July 3rd, 2008
If You Can’t Beat Them, Negotiate
Many years ago, one of the most knowledgeable political operatives I know told me a great story about a meeting he had with labor leaders.
My friend was chief of staff for a Republican senator. For the senator’s first few campaigns, unions stridently opposed him. But he won by increasingly large margins. Eventually, the senator was consistently cruising to re-election with nearly 70 percent of the vote.
When my friend and the senator met with union representatives during the senator’s third term, the labor chiefs were singing a different tune. They were seeking ways to cooperate with the senator to move their agenda forward. They succinctly described their change of heart: “Senator, if we can’t beat you, we’re for you.”
That kind of attitude is now framing the way the business lobby approaches several issues. Democratic majorities on Capitol Hill are only going to grow in the next election. Traditional Republican business allies are being defeated or are retiring in droves.
From 1995 through 2006, Republicans held sway in the House and Senate. Business interests could squelch, delay or modify employment proposals that were deemed too burdensome for corporations.
Now, Democrats control the legislative agenda. For the moment, they can’t ram through everything they want, especially with a slim 51-49 majority in the Senate. But they are the ones framing the debate. For the most part, they propose legislation and Republicans (and the business lobby) have to reach out or risk getting flattened.
Lately, the business community has decided to negotiate with advocacy groups and work out compromises on bills that could have been a nightmare for HR professionals.
For instance, they have reached an accommodation on a mental health parity bill that will equalize coverage for medical procedures and for mental health. But it will not expand mental health coverage to every ailment listed in a diagnostic manual used in the psychiatry profession, a provision that business adamantly opposed.
Another recent example involves a bill that would broaden the interpretation of a law that prohibits discrimination against people with disabilities. The original version of the measure drew opprobrium from the corporate lobby, which argued that it would generate frivolous lawsuits.
After months of negotiations with disability advocacy groups, a compromise bill emerged that doesn’t please everyone yet doesn’t enrage anyone to the point of causing them to dig in against the measure. The bill was approved by the House in late June, 402-17.
The Society for Human Resource Management hails the agreement as a victory for workplace fairness. The machinations on this bill may have caught some SHRM members by surprise. As an organization that often takes the management side on legislation, this kind of accommodation was a change of pace.

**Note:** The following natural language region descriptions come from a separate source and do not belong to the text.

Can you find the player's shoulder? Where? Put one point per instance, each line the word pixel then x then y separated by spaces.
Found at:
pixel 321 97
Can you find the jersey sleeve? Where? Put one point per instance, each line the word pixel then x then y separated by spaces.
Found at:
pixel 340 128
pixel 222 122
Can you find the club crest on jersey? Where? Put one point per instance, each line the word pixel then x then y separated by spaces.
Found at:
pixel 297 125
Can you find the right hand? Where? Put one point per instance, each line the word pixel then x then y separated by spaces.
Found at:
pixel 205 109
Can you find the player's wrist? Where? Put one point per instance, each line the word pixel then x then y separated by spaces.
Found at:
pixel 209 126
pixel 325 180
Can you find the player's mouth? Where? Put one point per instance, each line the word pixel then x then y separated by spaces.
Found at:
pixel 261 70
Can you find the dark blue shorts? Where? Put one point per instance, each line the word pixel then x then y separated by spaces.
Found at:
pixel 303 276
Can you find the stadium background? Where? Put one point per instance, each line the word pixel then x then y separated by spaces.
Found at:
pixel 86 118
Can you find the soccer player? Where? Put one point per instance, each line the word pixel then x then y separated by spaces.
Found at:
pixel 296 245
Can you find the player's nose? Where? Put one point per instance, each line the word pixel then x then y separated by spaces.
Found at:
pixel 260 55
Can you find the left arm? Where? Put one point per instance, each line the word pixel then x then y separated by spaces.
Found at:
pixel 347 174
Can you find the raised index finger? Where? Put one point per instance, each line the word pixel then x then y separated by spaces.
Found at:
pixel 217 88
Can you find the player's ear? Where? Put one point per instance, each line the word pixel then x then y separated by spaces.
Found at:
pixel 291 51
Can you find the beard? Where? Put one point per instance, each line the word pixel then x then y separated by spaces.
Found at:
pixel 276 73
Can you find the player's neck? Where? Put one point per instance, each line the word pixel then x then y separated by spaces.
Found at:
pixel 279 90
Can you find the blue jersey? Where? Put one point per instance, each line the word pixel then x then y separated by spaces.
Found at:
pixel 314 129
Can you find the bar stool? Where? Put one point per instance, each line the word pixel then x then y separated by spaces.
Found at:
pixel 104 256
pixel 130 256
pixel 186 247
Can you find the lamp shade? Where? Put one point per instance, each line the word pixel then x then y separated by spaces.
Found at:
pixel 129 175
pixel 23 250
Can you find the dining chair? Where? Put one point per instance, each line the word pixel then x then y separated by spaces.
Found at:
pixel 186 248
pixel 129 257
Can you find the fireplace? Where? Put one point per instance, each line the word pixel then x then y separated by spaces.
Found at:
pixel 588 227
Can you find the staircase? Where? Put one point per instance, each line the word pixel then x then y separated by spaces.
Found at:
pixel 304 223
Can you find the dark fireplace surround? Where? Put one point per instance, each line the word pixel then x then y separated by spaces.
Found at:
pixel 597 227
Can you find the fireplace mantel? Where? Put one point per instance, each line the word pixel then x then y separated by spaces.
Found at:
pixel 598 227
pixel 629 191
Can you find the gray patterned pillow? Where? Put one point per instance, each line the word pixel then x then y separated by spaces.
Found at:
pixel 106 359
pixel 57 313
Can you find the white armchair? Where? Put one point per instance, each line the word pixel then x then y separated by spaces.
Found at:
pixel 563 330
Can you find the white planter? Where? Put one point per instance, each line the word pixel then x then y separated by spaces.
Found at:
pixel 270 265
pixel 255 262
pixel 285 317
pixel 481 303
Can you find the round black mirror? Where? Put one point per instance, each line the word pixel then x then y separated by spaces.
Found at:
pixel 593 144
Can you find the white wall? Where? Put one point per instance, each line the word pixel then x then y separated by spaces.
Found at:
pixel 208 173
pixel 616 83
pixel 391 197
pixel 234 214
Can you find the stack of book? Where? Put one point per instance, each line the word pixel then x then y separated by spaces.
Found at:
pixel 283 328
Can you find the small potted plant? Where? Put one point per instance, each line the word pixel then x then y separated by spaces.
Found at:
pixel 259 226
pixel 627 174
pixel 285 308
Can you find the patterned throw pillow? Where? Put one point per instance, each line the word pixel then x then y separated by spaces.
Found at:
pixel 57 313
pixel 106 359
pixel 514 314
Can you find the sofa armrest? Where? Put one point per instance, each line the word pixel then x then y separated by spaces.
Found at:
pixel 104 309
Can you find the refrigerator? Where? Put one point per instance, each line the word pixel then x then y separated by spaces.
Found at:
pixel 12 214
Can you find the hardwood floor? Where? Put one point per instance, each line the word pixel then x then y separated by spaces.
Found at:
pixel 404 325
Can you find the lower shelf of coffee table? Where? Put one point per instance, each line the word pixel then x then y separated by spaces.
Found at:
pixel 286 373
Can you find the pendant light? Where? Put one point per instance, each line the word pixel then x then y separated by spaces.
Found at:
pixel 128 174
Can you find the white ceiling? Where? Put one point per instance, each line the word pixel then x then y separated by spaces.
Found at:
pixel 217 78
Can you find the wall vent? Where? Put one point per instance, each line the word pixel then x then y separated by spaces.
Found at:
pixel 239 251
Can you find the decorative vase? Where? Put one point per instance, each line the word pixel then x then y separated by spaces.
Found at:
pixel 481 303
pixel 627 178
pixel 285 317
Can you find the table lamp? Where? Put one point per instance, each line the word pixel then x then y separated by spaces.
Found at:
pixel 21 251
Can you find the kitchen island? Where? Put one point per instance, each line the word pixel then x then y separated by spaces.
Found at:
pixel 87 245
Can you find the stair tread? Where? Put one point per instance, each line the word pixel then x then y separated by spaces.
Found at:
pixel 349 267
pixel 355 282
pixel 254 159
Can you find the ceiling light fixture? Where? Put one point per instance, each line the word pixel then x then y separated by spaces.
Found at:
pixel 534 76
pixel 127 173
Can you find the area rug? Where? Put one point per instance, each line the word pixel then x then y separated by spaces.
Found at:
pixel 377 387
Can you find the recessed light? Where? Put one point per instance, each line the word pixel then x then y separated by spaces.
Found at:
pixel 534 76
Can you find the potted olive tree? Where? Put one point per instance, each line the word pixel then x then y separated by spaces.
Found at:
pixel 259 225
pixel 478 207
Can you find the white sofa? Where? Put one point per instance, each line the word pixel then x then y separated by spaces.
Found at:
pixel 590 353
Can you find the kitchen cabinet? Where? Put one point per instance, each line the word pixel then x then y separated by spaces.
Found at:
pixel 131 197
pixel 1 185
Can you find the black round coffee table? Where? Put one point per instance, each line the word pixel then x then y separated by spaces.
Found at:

Former SHRM president and CEO Susan Meisinger told an audience at the SHRM annual conference in Chicago last month that the bill illustrates how HR can be a catalyst for overcoming corporate inertia and making the workplace more diverse.
“We need to be that third option between action and inaction, between ‘yes’ and ‘no,’ ” she said.
Mike Aitken, SHRM director of governmental relations, put it this way during a public policy session at the SHRM show: “Our job at SHRM is not just always to oppose things.”
The cooperation also is a sign of hope that Washington can work in an era of bitter partisanship.
“If this works, if the [bill] passes and gets signed into law, it would be a great model,” says Larry Lorber, a partner at the Washington law firm Proskauer Rose and a leader of the coalition supporting the disability bill.